One of my favorite quotes on “freethinkers” – a term which I find to be a misnomer at worst and not broadly applicable (i.e. not applicable to all who bear the label) at best – comes from a letter written by Vincent Van Gogh in response to his brother Theo:
Freethinker, that is really a word I detest, although I have to use it occasionally faute de mieux [for want of anything better]. The fact is that I do my best to think things through and try in my actions to take account of reason and common sense. And trying to belittle someone would be quite contrary to that. So it is perfectly true that on occasion I have said to Father, “Do try to think this or that through,” or, “To my mind, this or that does not stand up,” but that is not trying to belittle someone. I am not Father’s enemy if I tell him the truth for a change, not even that time I lost my temper and did so in salty language. Only it did no good, and Father took it amiss.
It should be said here that Van Gogh’s point of view was decidedly different than mine: marked by criticism of religious organization, as in the sentence directly following – “In case Father refers to my saying that, ever since I have acquired so much dessous les cartes, I haven’t given two pins for the morality and the religious system of the clergy and their academic ideas, then I absolutely refuse to take that back, for I truly mean it.” (Van Gogh did have a similar position to mine in one respect, however – his father was also a minister.)

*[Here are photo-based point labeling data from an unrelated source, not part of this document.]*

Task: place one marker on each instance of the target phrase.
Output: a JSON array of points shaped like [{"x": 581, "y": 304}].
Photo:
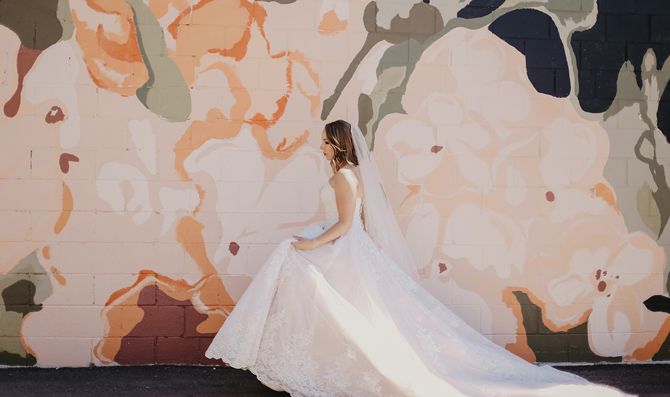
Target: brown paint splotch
[
  {"x": 113, "y": 59},
  {"x": 331, "y": 24},
  {"x": 161, "y": 320},
  {"x": 603, "y": 192},
  {"x": 66, "y": 209},
  {"x": 64, "y": 161},
  {"x": 54, "y": 115},
  {"x": 25, "y": 59},
  {"x": 166, "y": 334}
]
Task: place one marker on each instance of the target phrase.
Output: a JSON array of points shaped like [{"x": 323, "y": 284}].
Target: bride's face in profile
[{"x": 326, "y": 147}]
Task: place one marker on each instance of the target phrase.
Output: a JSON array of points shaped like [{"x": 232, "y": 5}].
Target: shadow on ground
[{"x": 644, "y": 380}]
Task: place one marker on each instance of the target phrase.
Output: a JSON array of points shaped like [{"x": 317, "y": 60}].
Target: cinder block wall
[{"x": 153, "y": 154}]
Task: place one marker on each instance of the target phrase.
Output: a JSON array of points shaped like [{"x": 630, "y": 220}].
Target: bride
[{"x": 335, "y": 311}]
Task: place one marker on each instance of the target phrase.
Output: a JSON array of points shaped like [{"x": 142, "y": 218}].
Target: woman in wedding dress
[{"x": 336, "y": 311}]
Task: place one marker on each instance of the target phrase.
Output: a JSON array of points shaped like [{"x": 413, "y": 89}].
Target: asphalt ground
[{"x": 164, "y": 381}]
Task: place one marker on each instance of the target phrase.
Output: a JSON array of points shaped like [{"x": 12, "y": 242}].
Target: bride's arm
[{"x": 346, "y": 203}]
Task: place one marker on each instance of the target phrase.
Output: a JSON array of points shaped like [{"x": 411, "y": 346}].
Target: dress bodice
[{"x": 330, "y": 205}]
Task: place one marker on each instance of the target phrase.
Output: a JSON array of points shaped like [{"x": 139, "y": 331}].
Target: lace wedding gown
[{"x": 344, "y": 320}]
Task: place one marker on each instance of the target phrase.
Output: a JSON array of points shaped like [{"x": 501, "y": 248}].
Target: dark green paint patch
[
  {"x": 550, "y": 346},
  {"x": 410, "y": 37},
  {"x": 35, "y": 22},
  {"x": 165, "y": 92},
  {"x": 19, "y": 296}
]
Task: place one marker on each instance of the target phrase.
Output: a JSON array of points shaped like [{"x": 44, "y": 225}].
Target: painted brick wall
[{"x": 154, "y": 152}]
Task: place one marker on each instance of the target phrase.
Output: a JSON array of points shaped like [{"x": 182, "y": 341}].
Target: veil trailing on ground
[{"x": 380, "y": 221}]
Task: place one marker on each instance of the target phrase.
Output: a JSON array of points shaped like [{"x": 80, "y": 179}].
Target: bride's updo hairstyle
[{"x": 338, "y": 133}]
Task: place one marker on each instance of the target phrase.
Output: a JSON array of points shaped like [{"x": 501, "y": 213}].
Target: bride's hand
[{"x": 302, "y": 243}]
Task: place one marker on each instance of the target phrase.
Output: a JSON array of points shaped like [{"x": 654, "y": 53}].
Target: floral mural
[{"x": 155, "y": 152}]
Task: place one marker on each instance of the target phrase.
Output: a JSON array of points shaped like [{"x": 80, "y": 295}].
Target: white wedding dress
[{"x": 345, "y": 320}]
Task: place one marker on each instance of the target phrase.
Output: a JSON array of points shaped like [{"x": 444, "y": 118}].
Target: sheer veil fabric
[{"x": 349, "y": 319}]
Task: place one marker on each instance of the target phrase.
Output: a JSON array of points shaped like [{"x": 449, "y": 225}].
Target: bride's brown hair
[{"x": 338, "y": 133}]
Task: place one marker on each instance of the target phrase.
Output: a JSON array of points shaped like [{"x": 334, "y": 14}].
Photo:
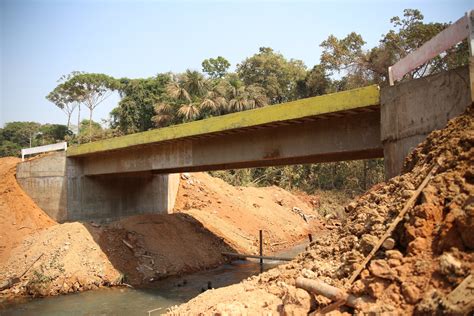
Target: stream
[{"x": 127, "y": 301}]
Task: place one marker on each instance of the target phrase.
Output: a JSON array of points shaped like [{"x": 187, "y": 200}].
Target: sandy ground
[
  {"x": 19, "y": 215},
  {"x": 426, "y": 269},
  {"x": 40, "y": 257},
  {"x": 238, "y": 213}
]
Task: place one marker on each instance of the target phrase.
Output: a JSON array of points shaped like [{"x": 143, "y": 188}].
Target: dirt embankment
[
  {"x": 19, "y": 215},
  {"x": 41, "y": 257},
  {"x": 238, "y": 213},
  {"x": 431, "y": 255}
]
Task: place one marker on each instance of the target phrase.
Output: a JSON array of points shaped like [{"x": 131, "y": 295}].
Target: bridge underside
[{"x": 333, "y": 137}]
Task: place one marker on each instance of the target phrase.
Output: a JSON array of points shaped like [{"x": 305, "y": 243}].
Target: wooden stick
[
  {"x": 409, "y": 204},
  {"x": 320, "y": 288},
  {"x": 243, "y": 256}
]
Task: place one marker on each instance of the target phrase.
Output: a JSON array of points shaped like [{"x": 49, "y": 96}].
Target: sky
[{"x": 40, "y": 40}]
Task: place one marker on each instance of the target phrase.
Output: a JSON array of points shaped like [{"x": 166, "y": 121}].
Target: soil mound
[
  {"x": 19, "y": 215},
  {"x": 238, "y": 213},
  {"x": 211, "y": 217},
  {"x": 422, "y": 268}
]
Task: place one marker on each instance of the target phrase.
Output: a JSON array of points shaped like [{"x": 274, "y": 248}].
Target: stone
[
  {"x": 394, "y": 254},
  {"x": 389, "y": 243},
  {"x": 410, "y": 292}
]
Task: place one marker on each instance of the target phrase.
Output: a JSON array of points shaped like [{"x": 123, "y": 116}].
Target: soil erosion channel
[{"x": 39, "y": 257}]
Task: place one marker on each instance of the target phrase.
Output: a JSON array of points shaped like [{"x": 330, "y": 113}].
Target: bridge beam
[{"x": 352, "y": 136}]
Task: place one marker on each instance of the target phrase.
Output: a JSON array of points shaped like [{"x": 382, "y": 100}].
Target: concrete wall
[
  {"x": 108, "y": 197},
  {"x": 44, "y": 180},
  {"x": 58, "y": 186},
  {"x": 411, "y": 110}
]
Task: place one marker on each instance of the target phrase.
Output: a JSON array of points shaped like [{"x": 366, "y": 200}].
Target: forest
[{"x": 263, "y": 79}]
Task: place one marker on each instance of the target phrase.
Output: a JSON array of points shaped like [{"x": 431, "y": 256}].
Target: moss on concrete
[{"x": 335, "y": 102}]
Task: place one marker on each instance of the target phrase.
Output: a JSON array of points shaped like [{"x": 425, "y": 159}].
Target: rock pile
[{"x": 424, "y": 267}]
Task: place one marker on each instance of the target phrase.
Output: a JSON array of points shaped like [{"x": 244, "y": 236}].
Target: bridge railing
[
  {"x": 455, "y": 33},
  {"x": 43, "y": 149}
]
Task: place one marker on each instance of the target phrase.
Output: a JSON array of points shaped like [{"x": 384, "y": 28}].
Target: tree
[
  {"x": 215, "y": 67},
  {"x": 91, "y": 89},
  {"x": 274, "y": 73},
  {"x": 362, "y": 67},
  {"x": 136, "y": 108},
  {"x": 316, "y": 82},
  {"x": 64, "y": 100},
  {"x": 241, "y": 97},
  {"x": 21, "y": 133}
]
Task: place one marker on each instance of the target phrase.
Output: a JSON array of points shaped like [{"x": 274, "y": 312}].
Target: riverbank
[
  {"x": 426, "y": 268},
  {"x": 210, "y": 217}
]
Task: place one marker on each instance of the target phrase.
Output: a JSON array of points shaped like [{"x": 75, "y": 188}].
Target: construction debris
[{"x": 422, "y": 269}]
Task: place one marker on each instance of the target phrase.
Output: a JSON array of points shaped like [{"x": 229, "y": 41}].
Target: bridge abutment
[
  {"x": 58, "y": 185},
  {"x": 412, "y": 109}
]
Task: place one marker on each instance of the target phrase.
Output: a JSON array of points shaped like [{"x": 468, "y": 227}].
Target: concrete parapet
[
  {"x": 59, "y": 187},
  {"x": 44, "y": 180}
]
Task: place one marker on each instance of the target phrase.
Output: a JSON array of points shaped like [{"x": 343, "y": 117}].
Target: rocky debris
[
  {"x": 69, "y": 261},
  {"x": 306, "y": 217},
  {"x": 429, "y": 254}
]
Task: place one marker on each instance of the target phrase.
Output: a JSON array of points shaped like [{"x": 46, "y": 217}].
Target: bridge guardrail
[
  {"x": 43, "y": 149},
  {"x": 455, "y": 33}
]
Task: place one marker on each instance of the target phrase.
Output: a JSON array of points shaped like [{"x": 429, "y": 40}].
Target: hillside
[
  {"x": 427, "y": 267},
  {"x": 42, "y": 258}
]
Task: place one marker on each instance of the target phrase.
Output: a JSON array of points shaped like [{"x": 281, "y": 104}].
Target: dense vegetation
[{"x": 265, "y": 78}]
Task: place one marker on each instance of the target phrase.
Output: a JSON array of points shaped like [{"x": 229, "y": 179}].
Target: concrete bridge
[{"x": 137, "y": 173}]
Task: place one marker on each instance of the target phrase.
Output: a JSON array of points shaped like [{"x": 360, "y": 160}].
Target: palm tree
[
  {"x": 189, "y": 111},
  {"x": 177, "y": 91},
  {"x": 243, "y": 97},
  {"x": 194, "y": 82},
  {"x": 164, "y": 114},
  {"x": 214, "y": 101}
]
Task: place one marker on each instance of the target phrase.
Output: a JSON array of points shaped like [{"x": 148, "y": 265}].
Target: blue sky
[{"x": 40, "y": 40}]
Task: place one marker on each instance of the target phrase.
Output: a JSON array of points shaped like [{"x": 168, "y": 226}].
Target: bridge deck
[{"x": 341, "y": 103}]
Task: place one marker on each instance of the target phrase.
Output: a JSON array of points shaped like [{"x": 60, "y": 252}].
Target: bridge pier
[
  {"x": 413, "y": 109},
  {"x": 117, "y": 195},
  {"x": 59, "y": 187}
]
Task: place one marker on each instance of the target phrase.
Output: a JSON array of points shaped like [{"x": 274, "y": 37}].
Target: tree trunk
[
  {"x": 365, "y": 175},
  {"x": 69, "y": 120},
  {"x": 90, "y": 124},
  {"x": 79, "y": 123}
]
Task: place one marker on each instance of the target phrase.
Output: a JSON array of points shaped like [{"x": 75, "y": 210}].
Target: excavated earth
[
  {"x": 39, "y": 257},
  {"x": 426, "y": 268}
]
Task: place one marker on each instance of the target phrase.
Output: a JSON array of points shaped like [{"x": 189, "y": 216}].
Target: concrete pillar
[
  {"x": 411, "y": 110},
  {"x": 44, "y": 180},
  {"x": 108, "y": 197}
]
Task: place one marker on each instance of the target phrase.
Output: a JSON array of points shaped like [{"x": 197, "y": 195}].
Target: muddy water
[{"x": 127, "y": 301}]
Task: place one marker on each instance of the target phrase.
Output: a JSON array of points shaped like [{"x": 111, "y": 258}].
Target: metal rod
[
  {"x": 241, "y": 255},
  {"x": 261, "y": 250}
]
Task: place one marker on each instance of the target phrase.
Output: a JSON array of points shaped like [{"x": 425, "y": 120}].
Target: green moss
[{"x": 335, "y": 102}]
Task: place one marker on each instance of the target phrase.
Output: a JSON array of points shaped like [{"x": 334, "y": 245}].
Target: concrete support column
[
  {"x": 411, "y": 110},
  {"x": 108, "y": 197}
]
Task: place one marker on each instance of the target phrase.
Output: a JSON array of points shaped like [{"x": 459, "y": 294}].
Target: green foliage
[
  {"x": 9, "y": 148},
  {"x": 363, "y": 67},
  {"x": 215, "y": 67},
  {"x": 17, "y": 135},
  {"x": 278, "y": 76},
  {"x": 88, "y": 89},
  {"x": 92, "y": 131},
  {"x": 136, "y": 108},
  {"x": 190, "y": 96},
  {"x": 21, "y": 133}
]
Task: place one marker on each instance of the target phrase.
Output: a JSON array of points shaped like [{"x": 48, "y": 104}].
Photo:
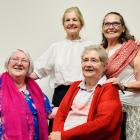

What appeals to me so much about this quote is that it sets out a perfectly reasonable position that cannot be assumed solely by the “freethinker” movement (i.e. atheists and agnostics). A Christian like myself can certainly try to think things through and account for reason. As much as the claim is made, reason and logic are not the sole property of “freethinkers,” nor are they the only group to utilize them, and it is worth stating that fact whenever necessary.